Texas also adopted capitated managed care for Medicaid. As a result, less than a fourth of doctors will take on new Medicaid patients. And Texas hasn’t saved money—that system is costing them much more than we currently pay in Oklahoma. In fact, if we paid the same amount per participant as Texas, it would cost Oklahoma more than $1 billion over what we’re paying now. Can you imagine that on top of the $1 billion shortfall?
That’s why I filed Senate Joint Resolution 56, which would require OHCA to end their request for proposals for a capitated managed care system and go back to the drawing board to find a different model to improve efficiencies and patient care in our Medicaid program. In addition, the Legislature would have to approve any subsequent proposals before OHCA could move forward.

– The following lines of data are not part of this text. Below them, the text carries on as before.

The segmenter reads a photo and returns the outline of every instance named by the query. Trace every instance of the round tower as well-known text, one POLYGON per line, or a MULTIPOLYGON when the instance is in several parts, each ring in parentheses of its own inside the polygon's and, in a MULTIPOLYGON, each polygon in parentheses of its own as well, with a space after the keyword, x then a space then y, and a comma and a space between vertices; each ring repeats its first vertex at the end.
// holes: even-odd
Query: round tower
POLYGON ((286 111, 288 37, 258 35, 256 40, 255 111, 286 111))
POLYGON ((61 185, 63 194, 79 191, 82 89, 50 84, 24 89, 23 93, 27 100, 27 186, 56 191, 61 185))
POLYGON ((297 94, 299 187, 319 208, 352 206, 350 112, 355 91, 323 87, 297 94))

I believe we can and must seek greater efficiency in the use of our resources. Patient-centered medical homes and other provider-led solutions can help us address costs while better coordinating services on behalf of patients.
Texas and Florida have shown us the result of adopting capitated managed care for Medicaid. It’s a prescription for higher costs, less access to healthcare, lost jobs and worse health outcomes. Oklahoma deserves better than that.